Unsupervised Learning — Neural Networks vs. Classical Machine Learning

This post is a comparative summary of unsupervised learning, bridging Chapter 10 of Machine Learning with Neural Networks with classical machine learning techniques — examining how both paradigms tackle the same fundamental problem: learning structure from unlabeled data.

Part 1: Neural Network Perspective

Oja’s Rule — Online PCA

Oja’s Rule is the neural network implementation of Principal Component Analysis (PCA). Named after Finnish scientist Erkki Oja, its key distinction from classical PCA is how it processes data: rather than computing a covariance matrix over the entire dataset at once, Oja’s Rule updates weights incrementally with each new sample.

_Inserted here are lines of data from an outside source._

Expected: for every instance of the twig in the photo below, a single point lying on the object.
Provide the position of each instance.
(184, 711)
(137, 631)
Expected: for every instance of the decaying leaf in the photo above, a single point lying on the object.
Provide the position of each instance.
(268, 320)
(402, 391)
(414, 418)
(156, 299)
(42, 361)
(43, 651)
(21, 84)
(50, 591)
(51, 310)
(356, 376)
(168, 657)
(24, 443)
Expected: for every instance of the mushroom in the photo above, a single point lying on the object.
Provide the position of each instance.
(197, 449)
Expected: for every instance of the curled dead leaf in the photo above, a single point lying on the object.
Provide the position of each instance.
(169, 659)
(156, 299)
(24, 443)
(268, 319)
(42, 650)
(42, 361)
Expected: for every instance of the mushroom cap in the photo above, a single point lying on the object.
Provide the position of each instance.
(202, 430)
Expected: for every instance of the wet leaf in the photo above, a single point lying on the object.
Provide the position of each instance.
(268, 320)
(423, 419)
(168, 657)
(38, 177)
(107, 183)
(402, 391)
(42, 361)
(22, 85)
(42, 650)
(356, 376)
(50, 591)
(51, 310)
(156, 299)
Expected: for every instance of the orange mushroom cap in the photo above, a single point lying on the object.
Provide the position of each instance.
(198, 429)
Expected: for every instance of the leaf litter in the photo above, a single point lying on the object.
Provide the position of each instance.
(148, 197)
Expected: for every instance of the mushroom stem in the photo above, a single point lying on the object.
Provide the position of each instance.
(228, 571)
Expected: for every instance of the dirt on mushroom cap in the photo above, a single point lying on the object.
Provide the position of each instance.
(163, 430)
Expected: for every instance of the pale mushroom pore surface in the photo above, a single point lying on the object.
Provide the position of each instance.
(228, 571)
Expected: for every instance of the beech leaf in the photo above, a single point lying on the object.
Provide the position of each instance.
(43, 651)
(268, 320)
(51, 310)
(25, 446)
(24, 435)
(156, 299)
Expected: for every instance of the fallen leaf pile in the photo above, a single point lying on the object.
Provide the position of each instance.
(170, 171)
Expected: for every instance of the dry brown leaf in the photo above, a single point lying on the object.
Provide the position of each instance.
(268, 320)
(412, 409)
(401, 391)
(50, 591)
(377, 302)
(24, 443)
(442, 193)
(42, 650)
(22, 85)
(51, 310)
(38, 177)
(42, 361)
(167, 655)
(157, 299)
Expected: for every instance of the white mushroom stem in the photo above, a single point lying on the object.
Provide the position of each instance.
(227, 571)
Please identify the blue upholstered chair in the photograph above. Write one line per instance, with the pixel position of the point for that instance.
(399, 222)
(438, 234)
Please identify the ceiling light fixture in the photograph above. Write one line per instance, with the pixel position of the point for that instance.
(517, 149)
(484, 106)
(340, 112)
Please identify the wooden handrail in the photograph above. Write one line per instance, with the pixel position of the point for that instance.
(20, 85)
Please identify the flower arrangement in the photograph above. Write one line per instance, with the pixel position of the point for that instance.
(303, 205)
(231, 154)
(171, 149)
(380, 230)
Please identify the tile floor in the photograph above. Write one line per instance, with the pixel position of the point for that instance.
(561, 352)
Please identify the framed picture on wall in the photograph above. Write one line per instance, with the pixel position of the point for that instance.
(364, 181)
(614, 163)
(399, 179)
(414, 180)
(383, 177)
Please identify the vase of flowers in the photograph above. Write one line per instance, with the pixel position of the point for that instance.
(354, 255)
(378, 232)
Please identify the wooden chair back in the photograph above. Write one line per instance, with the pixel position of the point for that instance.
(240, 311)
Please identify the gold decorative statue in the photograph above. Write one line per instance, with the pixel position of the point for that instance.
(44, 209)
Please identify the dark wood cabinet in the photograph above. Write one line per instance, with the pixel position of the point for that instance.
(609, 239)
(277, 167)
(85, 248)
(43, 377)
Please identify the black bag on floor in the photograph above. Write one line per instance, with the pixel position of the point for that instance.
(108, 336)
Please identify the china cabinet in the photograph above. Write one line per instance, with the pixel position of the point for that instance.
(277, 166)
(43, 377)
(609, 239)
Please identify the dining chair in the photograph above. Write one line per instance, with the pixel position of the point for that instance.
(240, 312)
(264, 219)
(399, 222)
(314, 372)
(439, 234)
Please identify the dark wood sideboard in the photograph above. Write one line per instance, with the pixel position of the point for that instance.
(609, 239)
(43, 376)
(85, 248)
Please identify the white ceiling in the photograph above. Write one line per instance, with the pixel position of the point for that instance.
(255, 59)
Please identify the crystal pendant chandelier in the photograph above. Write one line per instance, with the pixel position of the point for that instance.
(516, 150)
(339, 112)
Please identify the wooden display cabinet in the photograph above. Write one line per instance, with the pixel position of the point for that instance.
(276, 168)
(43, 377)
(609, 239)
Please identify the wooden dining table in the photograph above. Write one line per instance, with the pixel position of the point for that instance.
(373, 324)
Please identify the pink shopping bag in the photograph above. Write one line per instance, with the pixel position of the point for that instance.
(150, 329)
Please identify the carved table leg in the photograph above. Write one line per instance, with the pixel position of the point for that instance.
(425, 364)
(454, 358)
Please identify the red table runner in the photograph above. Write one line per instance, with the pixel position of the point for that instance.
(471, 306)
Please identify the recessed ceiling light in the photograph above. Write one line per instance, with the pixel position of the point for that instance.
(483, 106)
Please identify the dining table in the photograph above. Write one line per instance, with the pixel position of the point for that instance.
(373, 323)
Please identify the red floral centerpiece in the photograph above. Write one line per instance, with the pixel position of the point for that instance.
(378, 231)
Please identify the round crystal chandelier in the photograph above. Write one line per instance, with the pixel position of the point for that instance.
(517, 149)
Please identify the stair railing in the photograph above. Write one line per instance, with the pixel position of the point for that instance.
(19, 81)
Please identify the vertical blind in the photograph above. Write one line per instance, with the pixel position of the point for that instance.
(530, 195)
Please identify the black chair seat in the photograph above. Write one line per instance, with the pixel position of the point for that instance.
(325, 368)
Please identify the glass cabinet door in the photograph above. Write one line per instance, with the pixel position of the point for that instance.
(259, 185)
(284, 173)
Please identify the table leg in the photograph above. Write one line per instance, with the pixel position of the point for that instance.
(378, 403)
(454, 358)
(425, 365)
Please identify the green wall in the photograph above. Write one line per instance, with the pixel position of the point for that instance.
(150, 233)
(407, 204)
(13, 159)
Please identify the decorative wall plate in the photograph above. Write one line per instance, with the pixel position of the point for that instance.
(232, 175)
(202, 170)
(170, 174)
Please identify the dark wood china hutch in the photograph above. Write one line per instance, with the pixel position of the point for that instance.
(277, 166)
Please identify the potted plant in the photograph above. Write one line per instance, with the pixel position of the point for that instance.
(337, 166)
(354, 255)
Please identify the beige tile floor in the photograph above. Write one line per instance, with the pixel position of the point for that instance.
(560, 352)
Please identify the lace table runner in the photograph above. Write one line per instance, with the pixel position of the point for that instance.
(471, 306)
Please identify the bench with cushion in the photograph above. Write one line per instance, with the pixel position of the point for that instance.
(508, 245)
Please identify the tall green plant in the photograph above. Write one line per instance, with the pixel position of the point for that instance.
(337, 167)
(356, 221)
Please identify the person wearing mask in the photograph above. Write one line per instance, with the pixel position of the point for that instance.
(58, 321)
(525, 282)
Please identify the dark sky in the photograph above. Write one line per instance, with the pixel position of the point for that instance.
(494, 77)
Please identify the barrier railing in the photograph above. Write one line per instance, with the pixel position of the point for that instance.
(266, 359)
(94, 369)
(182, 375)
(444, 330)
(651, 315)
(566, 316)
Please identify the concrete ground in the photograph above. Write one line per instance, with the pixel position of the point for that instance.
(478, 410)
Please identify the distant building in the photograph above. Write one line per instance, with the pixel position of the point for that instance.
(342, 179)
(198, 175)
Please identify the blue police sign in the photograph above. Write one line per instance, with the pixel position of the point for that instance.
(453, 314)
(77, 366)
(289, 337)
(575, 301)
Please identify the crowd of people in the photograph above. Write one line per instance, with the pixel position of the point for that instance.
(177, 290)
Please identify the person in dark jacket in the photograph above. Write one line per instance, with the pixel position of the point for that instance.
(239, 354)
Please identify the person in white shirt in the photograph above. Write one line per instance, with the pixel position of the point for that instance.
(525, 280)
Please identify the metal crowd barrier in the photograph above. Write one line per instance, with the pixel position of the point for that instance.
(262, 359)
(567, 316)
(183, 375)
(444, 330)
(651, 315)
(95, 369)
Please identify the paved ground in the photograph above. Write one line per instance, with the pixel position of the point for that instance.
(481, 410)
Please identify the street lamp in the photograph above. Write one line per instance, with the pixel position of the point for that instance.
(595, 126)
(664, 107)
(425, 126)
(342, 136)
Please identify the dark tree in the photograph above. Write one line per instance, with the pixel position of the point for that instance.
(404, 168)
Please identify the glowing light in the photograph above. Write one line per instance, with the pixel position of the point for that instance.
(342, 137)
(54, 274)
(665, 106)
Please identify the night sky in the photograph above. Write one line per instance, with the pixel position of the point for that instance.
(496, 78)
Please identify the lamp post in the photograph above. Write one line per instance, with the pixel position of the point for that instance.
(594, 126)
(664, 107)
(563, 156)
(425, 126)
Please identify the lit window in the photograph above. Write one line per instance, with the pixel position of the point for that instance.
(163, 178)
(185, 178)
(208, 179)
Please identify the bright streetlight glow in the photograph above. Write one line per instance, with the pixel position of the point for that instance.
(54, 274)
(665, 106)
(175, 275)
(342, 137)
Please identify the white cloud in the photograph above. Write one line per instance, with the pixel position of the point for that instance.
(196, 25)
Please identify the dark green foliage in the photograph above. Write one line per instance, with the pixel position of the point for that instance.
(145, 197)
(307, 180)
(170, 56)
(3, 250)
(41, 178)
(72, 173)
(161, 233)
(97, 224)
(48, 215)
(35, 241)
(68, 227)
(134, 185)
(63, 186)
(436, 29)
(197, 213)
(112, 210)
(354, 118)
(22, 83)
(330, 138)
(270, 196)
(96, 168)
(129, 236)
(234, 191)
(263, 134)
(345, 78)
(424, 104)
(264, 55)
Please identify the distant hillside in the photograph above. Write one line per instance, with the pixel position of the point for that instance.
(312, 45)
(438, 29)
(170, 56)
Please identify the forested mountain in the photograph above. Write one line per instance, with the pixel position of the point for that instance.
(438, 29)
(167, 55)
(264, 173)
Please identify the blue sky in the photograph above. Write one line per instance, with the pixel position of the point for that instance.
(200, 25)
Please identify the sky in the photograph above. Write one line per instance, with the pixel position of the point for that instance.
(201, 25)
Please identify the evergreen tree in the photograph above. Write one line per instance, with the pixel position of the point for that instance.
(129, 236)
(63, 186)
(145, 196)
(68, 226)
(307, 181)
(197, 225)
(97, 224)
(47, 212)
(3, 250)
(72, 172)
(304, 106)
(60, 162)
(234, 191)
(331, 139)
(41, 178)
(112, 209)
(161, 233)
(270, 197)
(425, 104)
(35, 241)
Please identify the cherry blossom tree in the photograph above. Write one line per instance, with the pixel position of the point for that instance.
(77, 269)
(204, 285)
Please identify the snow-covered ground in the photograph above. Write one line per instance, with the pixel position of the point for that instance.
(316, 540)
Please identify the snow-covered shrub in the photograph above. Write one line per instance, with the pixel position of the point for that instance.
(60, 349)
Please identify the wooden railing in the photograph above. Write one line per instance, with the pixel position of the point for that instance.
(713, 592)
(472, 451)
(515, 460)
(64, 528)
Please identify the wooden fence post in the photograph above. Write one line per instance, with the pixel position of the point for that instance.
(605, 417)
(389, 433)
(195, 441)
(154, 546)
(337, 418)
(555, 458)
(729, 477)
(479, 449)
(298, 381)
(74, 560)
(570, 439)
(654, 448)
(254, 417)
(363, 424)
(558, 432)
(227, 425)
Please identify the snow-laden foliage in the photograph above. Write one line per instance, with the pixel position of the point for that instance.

This online learning approach dramatically reduces memory pressure, making it practical for large-scale or streaming data settings. By extending this idea through Sanger’s Rule (also known as the Generalized Hebbian Algorithm), the network can sequentially extract higher-order principal components — the second, third, and beyond.

Competitive Learning — Winner Takes All

Competitive learning operates on a simple but powerful principle: during training, only the winning neuron — the one whose weight vector lies closest to the current input — is permitted to update its weights. All other neurons remain unchanged.

This winner-take-all mechanism naturally encourages neurons to specialize, with each neuron gradually becoming an expert on a particular region of the input space.

Self-Organizing Maps (SOM) — Topology-Preserving Dimensionality Reduction

While PCA is inherently linear, Self-Organizing Maps (SOM) are designed to capture non-linear structures in data. The key extension over competitive learning: SOM updates not just the winning neuron, but also its topological neighbors, governed by a neighborhood function \(h(i, i_0)\).

When projecting high-dimensional data onto a 2D grid, SOM behaves like an elastic net — the winning neuron pulls its neighbors toward the input at each step, gradually unfolding the data manifold. However, SOM has a well-known limitation: the boundary effect, where representation quality degrades near the edges of the grid.

Part 2: Classical Machine Learning Perspective

Multidimensional Scaling (MDS)

The classical ML analog to SOM is Multidimensional Scaling (MDS), which attempts to preserve global pairwise distances — ensuring that the distances between all pairs of points in the low-dimensional space match their original high-dimensional distances.

While principled, this global optimization comes at a significant computational cost: MDS must compute all pairwise distances simultaneously, scaling poorly with dataset size.

t-SNE — Probabilistic Neighbor Embedding

t-SNE improves upon linear baselines like Kernel PCA by leveraging the Student-t distribution. It computes the ratio of joint probability distributions of pairwise distances in the high-dimensional versus low-dimensional space, then minimizes the KL divergence between them.

The result: far superior clustering and visualization performance, especially for high-dimensional data like image embeddings.

Part 3: Computational Trade-offs

Method	Update Strategy	Complexity
SOM	One sample vs. existing weights	Low — local updates
MDS	All pairwise distances globally	High — \(O(n^2)\)
t-SNE	Probabilistic pairwise ratios	Medium — approximate methods needed for large \(n\)

SOM’s computational advantage comes precisely from its local update rule — it never needs to see the entire dataset at once.

Part 4: Bridge Models & Deep Generative Models

K-Means vs. Radial Basis Functions (RBF)

Both K-means and RBF networks partition data by geometric distance, but handle decision boundaries differently. K-means enforces hard assignments — each point belongs to exactly one cluster. RBF networks soften this by transforming distances into smooth probabilities via a Softmax-like normalization, producing more flexible boundaries.

Autoencoders — Learning to Compress

Standard Autoencoders (AE) introduce the concept of reconstruction learning: an encoder compresses the input into a low-dimensional bottleneck, and a decoder reconstructs the original input from that compressed representation. The training signal is simply reconstruction error.

Variational Autoencoders (VAE) take this further by imposing a Gaussian distribution on the latent space, regularized via KL Divergence. This constraint structures the latent space to be continuous and meaningful — enabling not just compression, but controlled generation.

The Road to Modern Generative AI

VAEs laid the groundwork for today’s most powerful generative architectures:

GANs — pitting a generator against a discriminator in an adversarial game
Diffusion Models — learning to iteratively denoise data from pure noise
Stable Diffusion — combines VQ-VAE for spatial compression with a Diffusion Model for high-fidelity image synthesis

The thread connecting all of these: learning compact, structured representations of data — the core goal of unsupervised learning.

From Oja’s online weight updates to latent diffusion models, unsupervised learning has evolved from elegant mathematical rules into the engine powering modern generative AI.